Incident Description

Dashboard stopped processing traps from Sunday 08:37 UTC until Monday approximately 08:10 UTC

The impact of this service degradation was:

The production dashboard stopped processing traps and therefore no alarms were presented to NOC.
No alarms or notifications were generated during the outage period.
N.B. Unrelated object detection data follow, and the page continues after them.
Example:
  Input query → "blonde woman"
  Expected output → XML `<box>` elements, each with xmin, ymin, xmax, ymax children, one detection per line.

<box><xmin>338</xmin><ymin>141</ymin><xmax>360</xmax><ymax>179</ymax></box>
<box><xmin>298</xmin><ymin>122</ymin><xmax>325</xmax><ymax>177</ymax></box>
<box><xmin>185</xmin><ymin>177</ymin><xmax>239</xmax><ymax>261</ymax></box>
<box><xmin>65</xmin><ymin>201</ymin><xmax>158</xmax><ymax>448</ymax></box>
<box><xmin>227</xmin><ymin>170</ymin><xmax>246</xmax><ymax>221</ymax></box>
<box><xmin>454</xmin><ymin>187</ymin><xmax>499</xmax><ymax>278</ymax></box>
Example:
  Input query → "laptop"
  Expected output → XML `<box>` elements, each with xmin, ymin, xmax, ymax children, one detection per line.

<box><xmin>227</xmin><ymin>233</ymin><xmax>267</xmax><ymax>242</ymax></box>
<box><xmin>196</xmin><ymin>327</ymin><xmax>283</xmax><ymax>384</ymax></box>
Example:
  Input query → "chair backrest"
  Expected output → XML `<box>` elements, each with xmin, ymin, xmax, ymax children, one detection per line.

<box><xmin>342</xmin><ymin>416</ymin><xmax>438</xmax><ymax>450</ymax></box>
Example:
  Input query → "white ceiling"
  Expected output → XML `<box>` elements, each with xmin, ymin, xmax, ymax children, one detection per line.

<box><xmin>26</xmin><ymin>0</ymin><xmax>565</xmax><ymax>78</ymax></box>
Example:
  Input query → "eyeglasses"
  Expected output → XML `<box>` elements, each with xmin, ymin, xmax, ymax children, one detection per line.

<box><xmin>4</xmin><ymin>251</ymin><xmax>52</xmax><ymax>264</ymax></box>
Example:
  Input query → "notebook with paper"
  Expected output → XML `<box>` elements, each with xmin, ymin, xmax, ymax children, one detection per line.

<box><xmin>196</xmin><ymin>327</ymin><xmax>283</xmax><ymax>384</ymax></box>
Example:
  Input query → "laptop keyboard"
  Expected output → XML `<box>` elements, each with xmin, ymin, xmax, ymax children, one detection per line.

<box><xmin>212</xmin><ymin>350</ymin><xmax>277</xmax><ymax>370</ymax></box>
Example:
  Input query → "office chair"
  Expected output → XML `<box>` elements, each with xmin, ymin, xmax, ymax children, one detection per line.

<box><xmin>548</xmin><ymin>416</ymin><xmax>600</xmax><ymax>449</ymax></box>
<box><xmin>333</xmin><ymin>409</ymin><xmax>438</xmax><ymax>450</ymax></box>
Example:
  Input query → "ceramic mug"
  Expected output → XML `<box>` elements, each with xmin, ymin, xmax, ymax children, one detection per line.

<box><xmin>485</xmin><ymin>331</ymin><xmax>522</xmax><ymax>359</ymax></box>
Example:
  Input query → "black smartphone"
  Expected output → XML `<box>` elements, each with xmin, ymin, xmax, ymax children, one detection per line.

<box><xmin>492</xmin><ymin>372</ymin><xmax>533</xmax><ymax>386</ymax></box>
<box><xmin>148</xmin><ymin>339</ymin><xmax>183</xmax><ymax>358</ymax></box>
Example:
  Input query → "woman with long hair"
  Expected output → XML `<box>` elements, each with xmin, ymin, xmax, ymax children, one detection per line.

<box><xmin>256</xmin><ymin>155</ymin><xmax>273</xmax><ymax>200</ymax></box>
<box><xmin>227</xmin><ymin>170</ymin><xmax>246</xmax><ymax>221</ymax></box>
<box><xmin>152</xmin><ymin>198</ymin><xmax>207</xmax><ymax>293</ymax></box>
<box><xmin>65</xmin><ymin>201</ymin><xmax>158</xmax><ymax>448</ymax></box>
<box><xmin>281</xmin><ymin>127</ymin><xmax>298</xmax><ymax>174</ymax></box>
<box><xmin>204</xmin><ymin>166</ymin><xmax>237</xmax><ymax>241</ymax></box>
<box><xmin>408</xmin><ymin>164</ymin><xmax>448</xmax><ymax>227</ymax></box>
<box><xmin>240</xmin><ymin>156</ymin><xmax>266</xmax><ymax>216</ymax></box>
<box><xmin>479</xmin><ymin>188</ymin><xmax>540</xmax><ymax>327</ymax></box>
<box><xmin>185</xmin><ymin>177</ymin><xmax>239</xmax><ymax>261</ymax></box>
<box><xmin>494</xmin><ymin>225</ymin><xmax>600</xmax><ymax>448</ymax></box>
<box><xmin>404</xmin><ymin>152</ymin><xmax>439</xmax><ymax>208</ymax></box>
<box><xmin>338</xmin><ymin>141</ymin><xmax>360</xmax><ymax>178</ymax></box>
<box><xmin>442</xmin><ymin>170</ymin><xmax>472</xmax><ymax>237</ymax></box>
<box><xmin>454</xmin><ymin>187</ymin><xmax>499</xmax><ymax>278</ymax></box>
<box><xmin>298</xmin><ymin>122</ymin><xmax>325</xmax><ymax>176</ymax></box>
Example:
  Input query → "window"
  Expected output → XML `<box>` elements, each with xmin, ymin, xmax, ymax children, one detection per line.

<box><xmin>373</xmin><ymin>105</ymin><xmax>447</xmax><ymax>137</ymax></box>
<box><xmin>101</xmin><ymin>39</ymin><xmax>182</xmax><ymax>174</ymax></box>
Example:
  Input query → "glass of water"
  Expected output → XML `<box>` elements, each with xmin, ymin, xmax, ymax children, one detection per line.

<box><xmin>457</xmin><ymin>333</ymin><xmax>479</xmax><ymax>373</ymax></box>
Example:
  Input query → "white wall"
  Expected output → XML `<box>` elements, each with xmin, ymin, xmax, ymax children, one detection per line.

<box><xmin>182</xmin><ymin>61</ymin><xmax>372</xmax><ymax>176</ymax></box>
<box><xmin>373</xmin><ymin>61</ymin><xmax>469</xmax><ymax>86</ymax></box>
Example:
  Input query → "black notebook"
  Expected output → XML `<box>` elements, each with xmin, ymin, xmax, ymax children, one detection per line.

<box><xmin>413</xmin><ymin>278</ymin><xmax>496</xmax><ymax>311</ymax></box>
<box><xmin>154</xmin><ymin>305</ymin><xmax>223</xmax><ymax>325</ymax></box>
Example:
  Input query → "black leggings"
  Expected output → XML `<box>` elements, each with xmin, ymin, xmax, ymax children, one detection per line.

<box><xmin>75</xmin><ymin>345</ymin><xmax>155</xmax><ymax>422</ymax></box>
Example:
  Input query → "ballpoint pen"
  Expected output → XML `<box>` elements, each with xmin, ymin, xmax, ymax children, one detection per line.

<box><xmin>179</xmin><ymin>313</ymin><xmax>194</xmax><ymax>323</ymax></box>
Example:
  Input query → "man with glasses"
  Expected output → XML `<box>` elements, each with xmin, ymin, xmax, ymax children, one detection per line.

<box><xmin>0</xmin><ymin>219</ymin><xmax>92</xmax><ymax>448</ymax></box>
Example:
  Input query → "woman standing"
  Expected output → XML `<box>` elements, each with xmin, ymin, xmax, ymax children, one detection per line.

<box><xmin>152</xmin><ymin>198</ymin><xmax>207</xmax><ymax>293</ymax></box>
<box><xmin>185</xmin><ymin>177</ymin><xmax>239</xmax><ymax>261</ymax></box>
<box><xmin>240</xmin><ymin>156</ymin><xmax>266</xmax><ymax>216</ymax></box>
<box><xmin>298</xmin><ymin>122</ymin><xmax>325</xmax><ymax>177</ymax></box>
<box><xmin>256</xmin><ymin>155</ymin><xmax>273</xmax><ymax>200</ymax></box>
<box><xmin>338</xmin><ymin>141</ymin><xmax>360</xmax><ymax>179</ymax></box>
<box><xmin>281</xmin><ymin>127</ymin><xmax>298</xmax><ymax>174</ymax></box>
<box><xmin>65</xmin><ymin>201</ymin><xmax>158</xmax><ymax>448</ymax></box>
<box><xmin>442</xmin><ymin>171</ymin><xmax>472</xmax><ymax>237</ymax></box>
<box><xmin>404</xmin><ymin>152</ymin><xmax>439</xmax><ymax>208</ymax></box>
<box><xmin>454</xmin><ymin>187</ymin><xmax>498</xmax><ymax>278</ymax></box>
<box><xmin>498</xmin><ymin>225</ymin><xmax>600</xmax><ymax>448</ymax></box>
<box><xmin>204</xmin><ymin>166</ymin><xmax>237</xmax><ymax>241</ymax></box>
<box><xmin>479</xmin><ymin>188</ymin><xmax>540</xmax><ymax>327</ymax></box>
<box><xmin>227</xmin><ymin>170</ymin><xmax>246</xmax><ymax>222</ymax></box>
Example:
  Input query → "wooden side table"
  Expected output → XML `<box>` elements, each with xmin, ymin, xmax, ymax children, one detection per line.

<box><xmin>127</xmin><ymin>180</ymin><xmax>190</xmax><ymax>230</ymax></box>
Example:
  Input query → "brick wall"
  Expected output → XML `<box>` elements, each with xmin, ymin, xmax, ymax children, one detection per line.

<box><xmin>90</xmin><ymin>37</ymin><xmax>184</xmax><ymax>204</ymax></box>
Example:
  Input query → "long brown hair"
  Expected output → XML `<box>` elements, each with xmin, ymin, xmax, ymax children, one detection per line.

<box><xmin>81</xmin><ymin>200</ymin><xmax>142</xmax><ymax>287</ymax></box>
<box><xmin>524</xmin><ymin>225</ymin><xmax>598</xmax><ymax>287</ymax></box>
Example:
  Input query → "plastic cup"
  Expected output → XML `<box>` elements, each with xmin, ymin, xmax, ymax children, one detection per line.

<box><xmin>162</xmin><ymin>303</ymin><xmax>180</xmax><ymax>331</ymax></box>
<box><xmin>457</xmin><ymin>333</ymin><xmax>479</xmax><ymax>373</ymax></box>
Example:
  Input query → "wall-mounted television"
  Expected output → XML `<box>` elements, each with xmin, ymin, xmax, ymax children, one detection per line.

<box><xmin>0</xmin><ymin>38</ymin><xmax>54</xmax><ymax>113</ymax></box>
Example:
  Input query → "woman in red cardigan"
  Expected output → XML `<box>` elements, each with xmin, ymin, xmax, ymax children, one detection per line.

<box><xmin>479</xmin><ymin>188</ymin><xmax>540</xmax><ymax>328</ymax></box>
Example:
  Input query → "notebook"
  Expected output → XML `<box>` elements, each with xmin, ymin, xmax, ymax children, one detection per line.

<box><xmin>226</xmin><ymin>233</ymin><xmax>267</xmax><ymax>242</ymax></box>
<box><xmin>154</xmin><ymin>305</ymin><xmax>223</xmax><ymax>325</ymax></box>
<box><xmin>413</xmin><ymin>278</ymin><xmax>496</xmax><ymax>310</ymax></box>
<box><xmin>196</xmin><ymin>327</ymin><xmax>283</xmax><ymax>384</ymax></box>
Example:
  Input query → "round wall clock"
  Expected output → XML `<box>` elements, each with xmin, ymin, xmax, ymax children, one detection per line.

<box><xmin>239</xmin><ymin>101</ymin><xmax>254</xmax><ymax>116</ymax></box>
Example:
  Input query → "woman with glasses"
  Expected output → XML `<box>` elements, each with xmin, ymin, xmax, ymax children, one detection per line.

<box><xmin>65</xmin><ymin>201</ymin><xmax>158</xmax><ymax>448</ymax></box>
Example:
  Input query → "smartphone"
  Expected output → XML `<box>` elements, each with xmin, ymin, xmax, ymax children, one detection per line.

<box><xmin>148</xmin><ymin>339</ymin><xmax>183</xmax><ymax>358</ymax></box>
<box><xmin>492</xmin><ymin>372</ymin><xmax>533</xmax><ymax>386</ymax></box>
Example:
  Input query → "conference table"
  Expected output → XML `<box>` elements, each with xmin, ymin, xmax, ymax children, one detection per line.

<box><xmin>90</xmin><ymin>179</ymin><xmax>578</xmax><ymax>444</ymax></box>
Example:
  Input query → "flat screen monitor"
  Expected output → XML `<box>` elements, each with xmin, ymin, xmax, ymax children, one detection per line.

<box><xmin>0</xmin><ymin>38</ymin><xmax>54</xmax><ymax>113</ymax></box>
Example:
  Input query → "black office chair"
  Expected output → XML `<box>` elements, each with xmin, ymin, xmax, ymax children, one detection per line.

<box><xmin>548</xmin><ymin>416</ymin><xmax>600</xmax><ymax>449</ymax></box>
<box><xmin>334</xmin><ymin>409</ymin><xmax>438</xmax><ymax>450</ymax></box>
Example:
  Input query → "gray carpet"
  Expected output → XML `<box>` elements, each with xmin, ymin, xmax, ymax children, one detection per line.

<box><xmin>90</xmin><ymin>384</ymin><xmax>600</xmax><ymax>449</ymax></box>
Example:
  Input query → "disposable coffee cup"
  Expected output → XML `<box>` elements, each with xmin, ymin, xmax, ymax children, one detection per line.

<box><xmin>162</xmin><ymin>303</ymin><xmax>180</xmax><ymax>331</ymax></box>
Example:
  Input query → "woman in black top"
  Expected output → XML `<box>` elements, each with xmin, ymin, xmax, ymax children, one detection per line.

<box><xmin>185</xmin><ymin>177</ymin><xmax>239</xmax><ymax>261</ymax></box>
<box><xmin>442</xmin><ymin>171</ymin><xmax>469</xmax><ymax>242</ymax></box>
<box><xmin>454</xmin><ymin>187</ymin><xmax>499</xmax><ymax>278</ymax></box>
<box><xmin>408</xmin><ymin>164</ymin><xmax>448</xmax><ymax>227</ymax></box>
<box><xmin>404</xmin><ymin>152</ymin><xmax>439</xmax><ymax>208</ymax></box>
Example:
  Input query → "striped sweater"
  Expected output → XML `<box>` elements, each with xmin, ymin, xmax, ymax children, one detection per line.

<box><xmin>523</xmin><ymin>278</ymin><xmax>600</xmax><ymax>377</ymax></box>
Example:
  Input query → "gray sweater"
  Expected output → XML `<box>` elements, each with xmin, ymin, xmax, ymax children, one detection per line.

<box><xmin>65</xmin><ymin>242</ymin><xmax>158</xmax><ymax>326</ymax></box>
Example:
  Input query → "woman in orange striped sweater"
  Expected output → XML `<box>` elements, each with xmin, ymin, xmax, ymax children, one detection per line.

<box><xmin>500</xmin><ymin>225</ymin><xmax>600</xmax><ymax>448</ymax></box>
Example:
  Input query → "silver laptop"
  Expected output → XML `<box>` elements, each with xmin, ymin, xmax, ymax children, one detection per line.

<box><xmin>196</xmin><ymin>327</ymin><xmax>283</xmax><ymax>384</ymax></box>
Incident severity: Complete service outage

Data loss:

Total duration of incident: 23 hours

Timeline

All times are in UTC

Date	Time	Description
15 Mar 2022	08:36	AMS-LON-IPTRUNK-300G (interface ae9), start_time=2022-05-15 08:36:45, end_time=2022-05-15 08:38:20
15 Mar 2022	08:37	The RabbitMQ experienced a cluster at 08:37 UTC, and didn't recover
15 May 2022	08:38	Dashboard sent error notifications and the standard gui (from inside the Géant network) showed correlator error state. First-line support is however outside the Géant network and the status indicators have never worked for them.
16 May 2022	07:19	Josep Rivera and Will Barber alerted on #dashboard-v3-users that Dashboard was not processing traps or showing new alarms.
16 May 2022	08:09	Erik Reid identified the situation and manually restarted the RabbitMQ cluster

The production cluster stability is known to be vulnerable to LON/AMS trunk issues (cf. DBOARD3-515), and a proposed cluster recovery algorithm is being tested as a workaround for this.
Testing of the efficacy of the new recovery algorithm is not complete, but it is assumed that at least the new configuration would not be less stable under these conditions. It was therefore decided to fast-track deployment of this workaround to production, the group will confirm this decision in next Monday's project review meeting (23 May 2022).